Through analysis of historical data from over the last 40 years from three countries — U.K., U.S. and Australia — Resnik compared 40% equities to 80% equities in a portfolio, also taking into account home country bias.
The rolling 10-year real return for a 40% equities portfolio over the past 40-plus years was 5.5% per annum in the UK, 5.5% in the U.S. and 5.9% in Australia.
An 80% equities portfolio in the UK would have delivered 0.9% per annum more at 6.4% per annum; in the US it would have been 1.4% more at 6.9%; and 1.2% more in Australia at 7.1%.
From there, Resnik examined how sequence of returns risk factors into a less risky (40% equities) and more risky (80% equities) portfolio.
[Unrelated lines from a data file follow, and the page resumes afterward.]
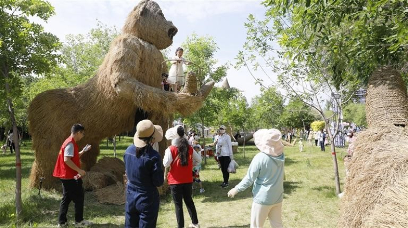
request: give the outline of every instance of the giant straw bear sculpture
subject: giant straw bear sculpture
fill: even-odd
[[[38,185],[40,177],[45,178],[46,188],[59,186],[52,173],[61,144],[74,123],[85,127],[80,148],[92,145],[81,157],[83,168],[89,170],[96,161],[103,139],[131,130],[145,118],[165,131],[173,113],[188,115],[200,107],[214,82],[196,95],[161,89],[161,74],[167,69],[162,68],[160,50],[171,45],[177,32],[156,2],[142,1],[130,13],[122,34],[112,42],[102,65],[87,82],[45,91],[33,100],[28,110],[35,156],[32,186]],[[165,140],[159,147],[163,154]]]

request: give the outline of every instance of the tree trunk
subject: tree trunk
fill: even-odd
[[[245,129],[244,127],[242,127],[242,134],[244,134],[244,158],[245,158]]]
[[[333,159],[333,167],[334,167],[335,171],[335,183],[336,184],[336,194],[338,195],[341,193],[340,190],[340,179],[339,177],[339,168],[337,165],[337,158],[336,155],[336,147],[334,144],[334,136],[336,136],[336,132],[335,135],[332,134],[332,131],[330,130],[327,122],[326,121],[326,130],[327,131],[330,140],[332,142],[330,144],[330,147],[332,148],[332,158]],[[324,143],[323,143],[324,144]]]
[[[117,155],[116,155],[116,135],[113,136],[113,154],[115,155],[115,158],[118,157]]]
[[[204,145],[203,147],[204,148],[204,164],[207,164],[207,152],[206,151],[206,135],[204,133],[204,120],[201,119],[201,130],[202,130],[202,137],[204,139],[203,141],[204,141]]]
[[[16,215],[18,224],[19,219],[21,217],[22,212],[22,206],[21,201],[21,160],[20,156],[20,141],[18,137],[18,131],[17,129],[16,119],[14,117],[14,110],[13,108],[13,102],[11,98],[8,97],[8,95],[11,94],[10,86],[8,81],[8,70],[6,66],[3,65],[3,76],[6,84],[6,96],[8,106],[8,111],[10,114],[11,123],[13,125],[13,141],[14,142],[15,151],[16,154]]]

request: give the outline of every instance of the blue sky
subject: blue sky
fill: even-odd
[[[51,0],[56,15],[44,24],[45,31],[63,42],[67,34],[85,34],[95,27],[96,19],[108,26],[122,27],[125,18],[139,1]],[[249,14],[263,18],[266,8],[260,1],[157,1],[167,20],[178,29],[170,47],[172,53],[187,37],[195,32],[199,36],[213,37],[219,49],[215,58],[220,64],[234,64],[234,58],[245,42],[244,23]],[[260,86],[246,69],[228,71],[230,84],[243,91],[248,101],[260,94]],[[257,77],[262,77],[262,75]]]

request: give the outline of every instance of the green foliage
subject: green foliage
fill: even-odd
[[[347,81],[366,82],[373,69],[384,65],[400,68],[407,60],[407,1],[268,0],[264,4],[267,14],[278,19],[277,40],[293,50],[291,57],[325,62],[325,70],[338,88]],[[283,24],[285,20],[290,24]]]
[[[187,38],[182,47],[184,49],[183,56],[187,61],[194,63],[189,65],[187,69],[196,72],[199,88],[208,81],[220,81],[226,76],[227,68],[225,65],[214,67],[217,63],[217,60],[214,59],[214,54],[218,47],[212,37],[198,37],[196,34],[193,34]],[[197,68],[197,65],[200,67]],[[227,104],[234,96],[232,91],[213,88],[201,108],[192,115],[185,117],[184,121],[191,126],[196,123],[205,126],[218,125],[219,122],[217,121],[220,117],[219,112],[223,105]]]
[[[252,101],[254,121],[257,126],[263,128],[279,128],[281,126],[280,116],[284,111],[284,98],[276,89],[271,87],[261,89],[261,93]]]
[[[199,87],[209,81],[221,81],[226,75],[228,67],[226,64],[215,67],[218,61],[214,55],[219,48],[212,37],[198,37],[193,33],[182,47],[184,49],[184,58],[194,64],[188,65],[187,69],[196,72]]]
[[[311,113],[310,107],[299,99],[291,100],[285,107],[280,115],[279,122],[283,127],[294,128],[309,128],[310,124],[316,119]]]
[[[344,109],[344,121],[354,123],[357,126],[367,126],[365,104],[350,103]]]
[[[47,75],[60,61],[61,44],[55,36],[44,32],[42,25],[30,22],[46,21],[54,9],[41,0],[3,1],[0,2],[0,125],[9,127],[6,98],[15,105],[17,124],[24,128],[28,100],[22,96],[29,88],[32,74]],[[6,78],[7,81],[6,80]],[[6,83],[10,90],[6,94]]]
[[[133,141],[132,137],[126,137],[117,141],[118,158],[121,159],[126,148]],[[286,205],[283,211],[285,226],[296,227],[301,222],[304,227],[335,227],[339,214],[340,201],[333,195],[334,187],[330,170],[332,157],[327,153],[319,153],[320,148],[310,146],[304,142],[303,152],[300,152],[298,147],[285,147],[285,172],[286,180],[284,182],[284,197]],[[29,187],[29,177],[33,166],[33,156],[31,142],[27,147],[21,147],[22,187],[21,188],[23,208],[21,223],[18,227],[55,227],[61,193],[59,191],[47,191],[41,189],[41,195],[37,195],[38,189]],[[113,156],[112,144],[106,147],[106,142],[100,145],[101,157]],[[118,149],[119,148],[119,149]],[[245,158],[242,153],[242,147],[238,148],[238,153],[234,154],[234,159],[240,165],[237,174],[231,175],[230,185],[235,186],[246,174],[248,167],[252,158],[259,151],[254,146],[245,146]],[[340,149],[344,151],[345,149]],[[344,151],[345,152],[345,151]],[[338,156],[339,173],[344,177],[341,158]],[[9,154],[0,156],[0,226],[11,227],[15,225],[15,158]],[[304,162],[309,161],[310,165]],[[240,192],[232,201],[226,194],[230,188],[220,189],[222,181],[221,172],[217,163],[212,157],[208,159],[207,165],[200,172],[202,185],[206,189],[203,194],[198,190],[193,191],[193,198],[198,210],[200,223],[206,227],[245,226],[249,227],[249,215],[252,202],[252,188]],[[100,204],[92,192],[85,193],[84,219],[95,223],[94,227],[124,226],[124,207],[123,205]],[[309,204],[309,210],[305,210],[304,204],[300,202],[316,202]],[[231,207],[232,202],[236,208],[234,213],[228,216],[220,216],[214,219],[214,210],[218,211]],[[158,227],[176,227],[177,222],[174,219],[174,206],[171,194],[160,197],[160,209],[159,211]],[[205,210],[211,208],[213,210]],[[202,209],[200,210],[200,209]],[[299,213],[299,212],[301,212]],[[74,207],[72,203],[67,214],[70,223],[74,221]],[[246,215],[243,216],[243,214]],[[295,215],[293,216],[293,215]],[[268,221],[266,226],[269,227]]]
[[[310,127],[313,131],[320,131],[321,130],[324,129],[326,126],[324,121],[314,121],[310,124]]]
[[[28,95],[32,99],[46,90],[74,87],[87,81],[102,64],[111,42],[118,34],[115,27],[98,21],[96,27],[85,35],[67,35],[61,50],[64,64],[53,75],[32,84]]]

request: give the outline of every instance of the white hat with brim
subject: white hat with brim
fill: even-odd
[[[163,129],[159,125],[155,125],[149,120],[144,120],[137,124],[136,133],[133,137],[133,143],[136,147],[141,148],[146,145],[144,138],[151,137],[152,141],[159,142],[163,139]]]
[[[279,130],[260,129],[253,133],[255,146],[261,152],[273,156],[284,152],[284,145],[280,141],[282,134]]]
[[[180,138],[180,136],[177,133],[177,129],[180,126],[183,127],[179,125],[167,129],[167,130],[166,131],[166,135],[165,135],[166,138],[168,140],[172,140]]]

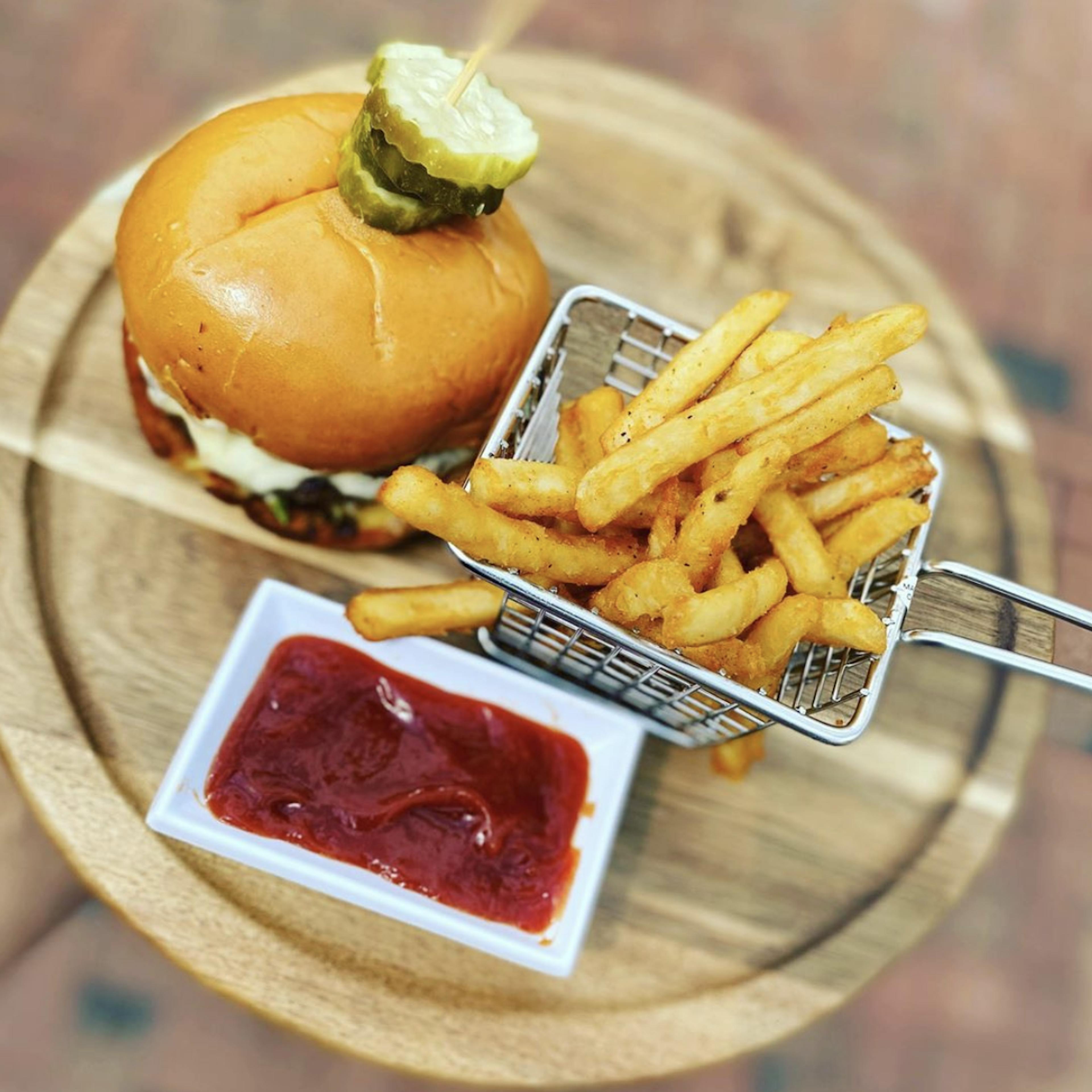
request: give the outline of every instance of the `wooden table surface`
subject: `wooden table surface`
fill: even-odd
[[[392,35],[466,41],[470,0],[0,0],[0,309],[96,185],[225,95]],[[1019,388],[1058,533],[1059,587],[1092,606],[1090,9],[1083,0],[549,0],[524,40],[675,80],[762,120],[933,263]],[[1059,631],[1092,666],[1090,643]],[[1051,731],[996,862],[913,956],[836,1017],[682,1089],[1072,1092],[1092,1081],[1092,703]],[[0,1071],[13,1088],[405,1092],[211,997],[82,898],[0,765]],[[16,959],[23,952],[22,959]],[[76,1014],[79,1018],[76,1018]],[[73,1068],[74,1067],[74,1068]],[[1082,1076],[1083,1082],[1082,1083]]]
[[[543,133],[514,200],[556,286],[601,283],[696,324],[783,287],[810,331],[843,309],[926,304],[930,333],[898,360],[906,394],[892,416],[948,463],[933,548],[1049,581],[1026,429],[943,289],[875,217],[761,131],[667,85],[549,56],[495,71]],[[360,80],[353,66],[295,86]],[[0,744],[73,865],[132,924],[202,981],[324,1042],[449,1079],[550,1084],[763,1045],[840,1004],[959,895],[1014,806],[1045,691],[921,650],[899,656],[866,740],[834,750],[780,733],[741,788],[703,756],[650,744],[568,982],[147,832],[140,817],[258,579],[344,597],[451,562],[427,546],[346,557],[268,538],[149,455],[109,273],[124,192],[105,191],[61,237],[0,343],[0,470],[27,518],[0,538],[20,634]],[[962,614],[996,629],[977,601]],[[1048,631],[1022,634],[1048,650]]]

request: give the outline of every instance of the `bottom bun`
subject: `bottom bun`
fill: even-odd
[[[387,549],[416,534],[415,530],[376,501],[343,497],[333,486],[310,479],[292,492],[280,492],[274,511],[265,497],[247,492],[235,482],[201,465],[186,426],[154,406],[140,370],[140,351],[122,327],[126,376],[136,420],[152,450],[173,466],[195,477],[214,497],[238,505],[266,531],[282,538],[334,549]]]

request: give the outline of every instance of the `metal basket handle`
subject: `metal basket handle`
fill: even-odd
[[[1035,592],[1012,580],[1006,580],[1004,577],[995,577],[990,572],[984,572],[970,565],[962,565],[959,561],[925,561],[918,570],[918,579],[922,577],[948,577],[952,580],[960,580],[965,584],[1002,595],[1012,603],[1022,603],[1042,614],[1052,615],[1063,621],[1080,626],[1081,629],[1092,631],[1092,610],[1085,610],[1083,607],[1066,603],[1053,595],[1044,595],[1042,592]],[[1001,649],[983,641],[973,641],[970,638],[959,637],[943,630],[907,629],[903,630],[902,640],[916,644],[954,649],[957,652],[965,652],[968,655],[989,660],[1005,667],[1030,672],[1032,675],[1042,675],[1055,682],[1066,682],[1080,690],[1092,691],[1092,675],[1087,675],[1084,672],[1064,667],[1048,660],[1036,660],[1034,656],[1013,652],[1011,649]]]

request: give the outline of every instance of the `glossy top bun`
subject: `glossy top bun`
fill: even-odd
[[[213,118],[152,164],[117,236],[129,329],[167,393],[320,471],[480,439],[549,308],[508,203],[402,236],[353,215],[334,175],[361,102]]]

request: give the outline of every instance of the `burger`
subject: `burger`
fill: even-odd
[[[377,55],[368,95],[221,114],[159,156],[117,233],[124,365],[153,451],[262,526],[399,542],[406,463],[475,454],[549,308],[505,188],[537,138],[431,47]],[[490,131],[491,130],[491,131]]]

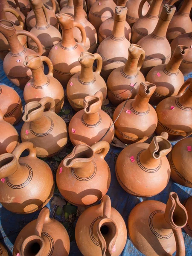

From both the 40% equities and 80% equities portfolios, Resnik examined a draw down $3,000, $5,000 and $7,000 per annum, adjusted for inflation each year from a $100,000 portfolio. There is no allowance for fees, taxes or other frictions, which can amount to 200 basis points (2%) or more each year.
Resnik then reinterpreted the data to show what might happen in future years, assuming income withdrawal continues to determine how many years of future payments that retiree would have.
First, looking at the 40% portfolio – after 10 years an investor withdrawing $3,000 per annum had on average about 45 more years’ payments; in the poor case, they had 23 more years; and in the very worst case roughly 17 more years.
After 10 years an investor withdrawing $7,000 per annum had on average 11.6 more years’ payments; in the poor case 3 years; and in the very worst case 2.1 more years.
How does this compare to the client who took on the additional 40% risky asset exposure and ran with an 80% growth asset portfolio?
Looking at the 80% portfolio – after 10 years an investor withdrawing $3,000 per annum had on average about 54 more years’ payments; in the poor case , they had 19.5 more years; and in the very worst case roughly 16 more years.
After 10 years an investor withdrawing $7,000 per annum had on average 14.6 more years’ payments; in the poor case 2.4 years; and in the very worst case 1.3 more years.
Resnik, at first, doubted these conclusions.
“We looked at these numbers. This doesn’t make sense, does it? You’ve taken less risk but you’ve got the same outcome. Well clearly this is an anomaly. There’s a flaw in the data. This is not consistent with what anybody would have expected,” he told ThinkAdvisor.
While these are the U.S. findings, Resnik found no significant differences in future year payments for portfolios across the three countries in the poor and worst cases.